Reação antígeno/anticorpo

Já tinha visto no programa de seu curso antes. Imaginei; ele deve estar estudando muito. Ninguém põe um tópico desse no curso sem que esteja estudando muito e dominando o assunto. Não era o perfil dele, mas, enfim.

Fui então assistir ao curso. Sábado pela manhã, cheio de expectativa, lá vou eu. Bela oportunidade para aprender. Notei que ele ficou um pouco desconfortável quando me viu entrando na sala.

Vi se repetir o que eu já imaginava e tinha visto anteriormente. Nada. Mas ainda restava a reação antígeno/anticorpo, ela ainda viria, tinha que vir. Veio. Você não pode fazer isso, aquilo, aquilo outro, porque dá uma reação antígeno/anticorpo. Você não pode usar essa irrigação, aquela medicação, porque pode dar reação antígeno/anticorpo. Não entrou, aliás, não passou nem pela porta.

Chocado? Decepcionado? Não. Era ele. O de sempre. Quantos existem? Não sei, mas tenho visto. Alguns me decepcionam porque não esperava isso deles, outros não.

Não sei se você imagina o quanto a condição de professor mexe com o homem. Ela o torna especial. Ter a condição, o conhecimento, a oportunidade de formar alguém é sagrado. Acredito que, se houver, poucas coisas devem proporcionar alimento tão rico em nutrientes para o ego como ser professor. Para um jovem então, incontrolável. Acho que posso dizer, com poucas chances de errar, que todos, isso mesmo, todos, que tiveram uma oportunidade de se dirigir a uma platéia como se fosse um professor, teve ali um momento de glória, sensação prazerosa e indescritível.

Ocorre, porém, que algo tão nobre nem sempre é tão nobre. Um hábito antigo, e cada vez mais praticado, a aula com o retorno, a aula de onde se tira proveito. Você falou a satisfação de ser professor ou o aprendizado? Errou. Estou falando de outra coisa. Da divulgação do nome e o retorno no consultório, na forma de indicação de pacientes. Há outro; a procura pelo curso daquele “professor”. Aquele, que mostrou que técnica tal ninguém usa mais, que os professores que usam isso, aquilo e aquilo outro estão superados.

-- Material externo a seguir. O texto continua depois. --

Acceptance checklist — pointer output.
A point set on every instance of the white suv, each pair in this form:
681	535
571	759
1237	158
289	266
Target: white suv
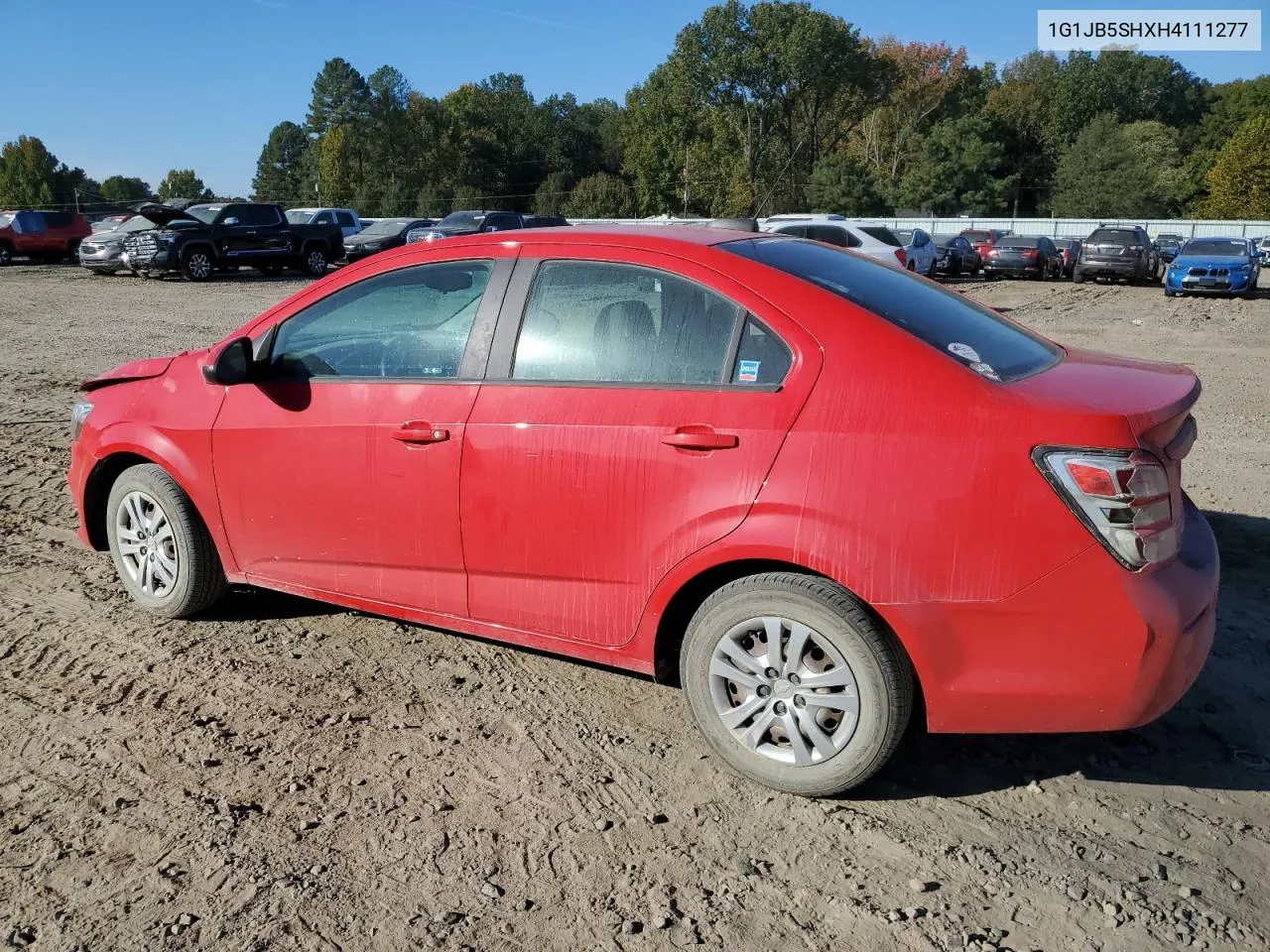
874	240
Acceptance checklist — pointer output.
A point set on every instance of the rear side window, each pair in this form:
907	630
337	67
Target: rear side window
979	338
880	234
624	324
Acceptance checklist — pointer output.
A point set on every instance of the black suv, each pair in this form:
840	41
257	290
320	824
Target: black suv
1118	252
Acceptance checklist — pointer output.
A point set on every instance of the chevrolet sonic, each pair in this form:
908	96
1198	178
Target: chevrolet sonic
812	489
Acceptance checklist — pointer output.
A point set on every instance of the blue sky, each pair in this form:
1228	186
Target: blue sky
140	87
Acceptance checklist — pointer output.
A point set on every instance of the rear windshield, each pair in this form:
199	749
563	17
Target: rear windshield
944	318
881	234
1225	248
1114	236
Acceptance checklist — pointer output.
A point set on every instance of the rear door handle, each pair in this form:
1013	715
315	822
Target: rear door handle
701	438
420	431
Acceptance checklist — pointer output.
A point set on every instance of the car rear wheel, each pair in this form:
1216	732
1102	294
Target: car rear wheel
316	262
160	546
794	684
195	264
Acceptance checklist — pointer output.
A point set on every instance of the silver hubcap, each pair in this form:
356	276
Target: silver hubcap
784	690
148	544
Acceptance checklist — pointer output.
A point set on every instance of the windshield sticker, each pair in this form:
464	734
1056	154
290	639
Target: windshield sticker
984	370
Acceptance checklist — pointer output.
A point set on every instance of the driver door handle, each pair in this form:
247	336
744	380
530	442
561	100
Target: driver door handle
420	431
701	438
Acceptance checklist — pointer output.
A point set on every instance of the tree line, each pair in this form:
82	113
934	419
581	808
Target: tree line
763	108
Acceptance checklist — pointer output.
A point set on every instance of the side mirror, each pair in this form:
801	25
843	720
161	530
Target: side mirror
232	365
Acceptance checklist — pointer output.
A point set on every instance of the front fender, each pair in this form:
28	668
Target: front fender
189	462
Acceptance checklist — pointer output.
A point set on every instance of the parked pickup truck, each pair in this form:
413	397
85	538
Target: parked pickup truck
479	222
202	239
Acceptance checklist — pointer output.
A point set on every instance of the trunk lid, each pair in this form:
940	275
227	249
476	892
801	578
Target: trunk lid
1153	397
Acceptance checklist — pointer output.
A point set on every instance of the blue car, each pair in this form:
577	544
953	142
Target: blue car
1214	267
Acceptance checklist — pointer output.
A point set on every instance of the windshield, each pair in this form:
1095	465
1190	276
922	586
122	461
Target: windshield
461	220
1225	248
386	226
982	339
204	213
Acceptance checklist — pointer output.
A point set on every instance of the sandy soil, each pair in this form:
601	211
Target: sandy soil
291	775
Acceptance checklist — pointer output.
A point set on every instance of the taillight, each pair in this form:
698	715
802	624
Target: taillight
1123	498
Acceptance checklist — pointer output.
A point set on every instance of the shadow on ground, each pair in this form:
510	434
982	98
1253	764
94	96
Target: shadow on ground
1216	738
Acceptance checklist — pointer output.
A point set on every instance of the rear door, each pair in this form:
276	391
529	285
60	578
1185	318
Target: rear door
626	421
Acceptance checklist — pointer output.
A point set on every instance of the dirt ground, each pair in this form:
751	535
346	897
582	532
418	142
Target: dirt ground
289	775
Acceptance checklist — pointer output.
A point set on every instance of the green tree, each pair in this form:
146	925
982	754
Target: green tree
183	182
280	172
28	175
601	195
1118	172
117	188
1239	180
842	184
335	168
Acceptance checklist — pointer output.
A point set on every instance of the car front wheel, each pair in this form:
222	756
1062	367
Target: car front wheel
160	546
794	684
316	262
195	264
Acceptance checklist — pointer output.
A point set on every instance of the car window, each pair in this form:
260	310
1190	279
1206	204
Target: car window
982	339
30	223
762	358
405	324
1114	236
881	234
622	324
829	235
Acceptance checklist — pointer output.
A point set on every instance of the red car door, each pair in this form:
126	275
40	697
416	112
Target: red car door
339	470
627	421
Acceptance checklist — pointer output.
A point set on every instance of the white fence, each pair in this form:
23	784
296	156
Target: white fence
1053	227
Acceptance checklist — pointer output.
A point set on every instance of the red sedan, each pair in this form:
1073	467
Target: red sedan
804	485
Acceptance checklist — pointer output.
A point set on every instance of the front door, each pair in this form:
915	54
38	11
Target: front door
626	422
338	472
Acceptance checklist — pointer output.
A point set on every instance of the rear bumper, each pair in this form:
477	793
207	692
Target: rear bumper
1088	648
1096	268
1227	285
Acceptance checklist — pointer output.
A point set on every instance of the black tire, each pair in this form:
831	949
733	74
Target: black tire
881	673
198	578
314	261
197	263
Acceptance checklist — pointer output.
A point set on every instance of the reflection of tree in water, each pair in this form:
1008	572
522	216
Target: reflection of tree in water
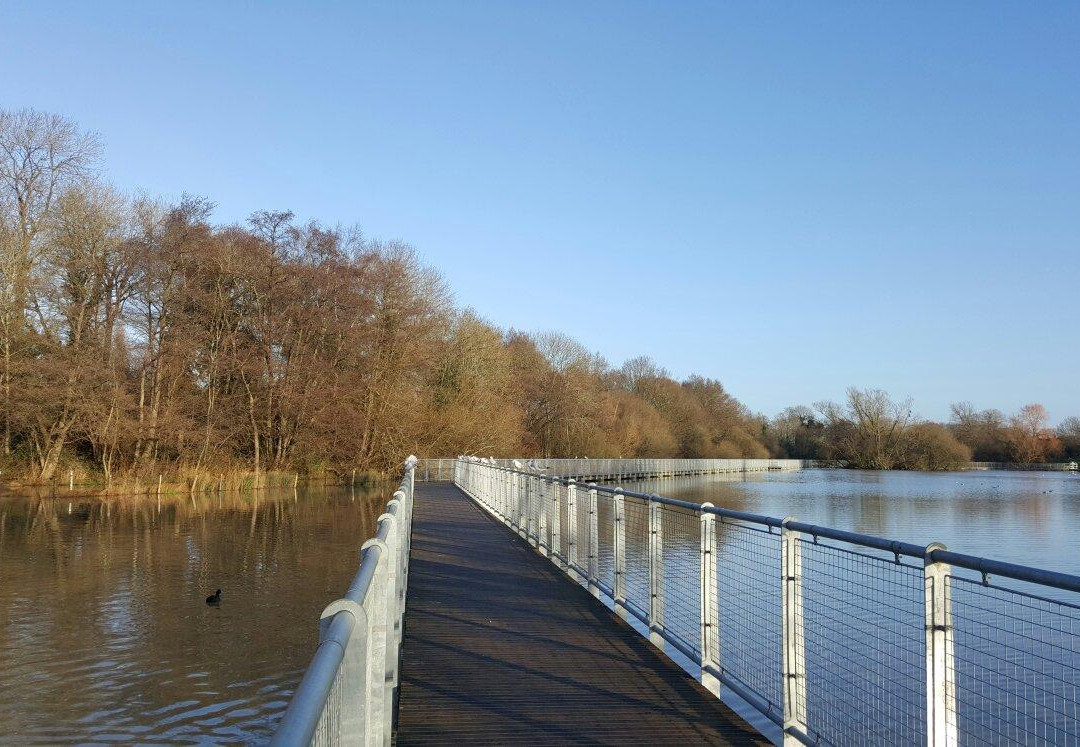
103	624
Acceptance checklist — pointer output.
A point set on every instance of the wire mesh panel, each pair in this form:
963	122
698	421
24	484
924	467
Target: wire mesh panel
1017	665
562	525
584	548
863	652
748	607
605	539
682	587
636	513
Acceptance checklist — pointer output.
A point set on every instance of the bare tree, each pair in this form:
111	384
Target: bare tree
40	157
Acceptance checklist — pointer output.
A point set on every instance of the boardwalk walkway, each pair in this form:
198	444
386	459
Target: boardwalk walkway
500	647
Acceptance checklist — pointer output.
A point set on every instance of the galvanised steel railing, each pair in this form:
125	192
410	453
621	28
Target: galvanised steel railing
442	469
347	695
630	469
835	636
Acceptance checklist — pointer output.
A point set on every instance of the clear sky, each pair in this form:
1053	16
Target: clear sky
792	198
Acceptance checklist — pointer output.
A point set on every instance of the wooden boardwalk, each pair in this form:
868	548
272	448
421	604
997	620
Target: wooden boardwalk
500	648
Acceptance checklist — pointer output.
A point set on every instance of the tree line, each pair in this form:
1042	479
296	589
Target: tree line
872	431
136	337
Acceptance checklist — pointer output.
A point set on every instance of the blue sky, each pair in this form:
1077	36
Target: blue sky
792	198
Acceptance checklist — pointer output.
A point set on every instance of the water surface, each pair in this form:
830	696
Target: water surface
1025	517
104	630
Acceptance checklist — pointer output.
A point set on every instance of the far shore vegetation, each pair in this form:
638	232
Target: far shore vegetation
140	342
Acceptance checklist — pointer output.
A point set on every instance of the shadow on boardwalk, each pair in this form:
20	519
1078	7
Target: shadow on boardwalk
500	647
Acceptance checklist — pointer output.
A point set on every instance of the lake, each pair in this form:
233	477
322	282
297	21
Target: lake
1025	517
105	634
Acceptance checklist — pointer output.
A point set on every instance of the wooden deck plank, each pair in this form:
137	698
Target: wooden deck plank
500	648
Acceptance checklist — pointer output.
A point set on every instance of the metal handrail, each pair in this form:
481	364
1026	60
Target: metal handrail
348	692
557	515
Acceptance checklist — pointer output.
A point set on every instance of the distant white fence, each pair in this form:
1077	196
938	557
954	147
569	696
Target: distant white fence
620	469
1033	466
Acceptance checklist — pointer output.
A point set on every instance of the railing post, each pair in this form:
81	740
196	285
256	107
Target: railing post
524	487
794	646
656	573
514	515
571	527
556	526
619	508
593	544
543	534
941	663
710	629
392	635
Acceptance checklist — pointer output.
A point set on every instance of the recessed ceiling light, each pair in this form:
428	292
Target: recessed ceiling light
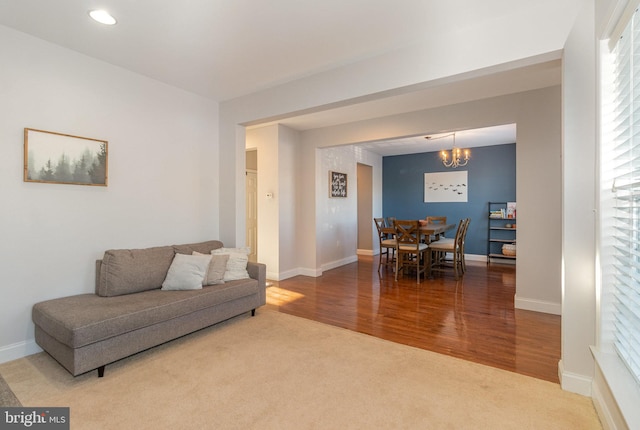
103	17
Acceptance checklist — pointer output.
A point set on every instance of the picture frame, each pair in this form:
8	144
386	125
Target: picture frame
337	184
446	187
58	158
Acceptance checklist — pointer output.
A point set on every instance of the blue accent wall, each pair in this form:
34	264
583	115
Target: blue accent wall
491	177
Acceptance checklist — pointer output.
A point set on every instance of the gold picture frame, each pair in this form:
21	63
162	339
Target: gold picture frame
57	158
337	184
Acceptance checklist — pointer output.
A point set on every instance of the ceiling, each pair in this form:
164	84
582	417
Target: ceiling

Você deve estar me achando um babaca, isso sempre existiu. Concordo. Só quero que me permita uma coisa: o direito de ainda me indignar, pode ser?

Vejo que hoje cada vez mais prevalece o marqueteiro, não o professor. Não estou falando das conferências e cursos nos congressos, jornadas, meetings (adoro essa palavra), porque seria covardia, é o que mais se vê hoje. Estou falando das salas de aula, na graduação, na faculdade. Gente, está demais (lembre que você me permitiu). Não tem mais aula. É marketing puro, apresentação de casos clínicos (daqueles que você só vê no cinema). Alguns citam o nome dos pacientes, claro que de pessoas com alguma notoriedade. Se for artista, é uma maravilha (nessas horas uma foto com o artista cai bem, vá por mim).

São várias as formas. Um colega me contou que há pouco tempo, tendo ido com outros colegas da turma a um consultório para ver uma demonstração (o que, workshop?) de um determinado procedimento, percebeu sobre a mesa um motor para preparo automatizado do canal (não era esse o tema da demonstração). Ah! Você também já está com o seu! Resposta. Olha, já uso há muito tempo e não consigo mais trabalhar sem ele. Mentira. O colega que fez o comentário sabia, por uma razão bem simples. Aquele tinha chegado junto com o dele (a dental informara a ele), que tinha chegado há cerca de 10 dias. Somente ele sabia disso, mas é claro que contou aos outros 11 alunos. E a mim.

Algo nos falta; humildade. No dia em que ela nos permitir entender que o conhecimento é limitado, teremos conseguido um pouco de sabedoria, e aí ficará mais fácil. Não teremos que falar do que não sabemos. O risco é enorme. Pode ter certeza; haverá sempre a possibilidade, pelo menos isso, de ter alguém na sala que sabe.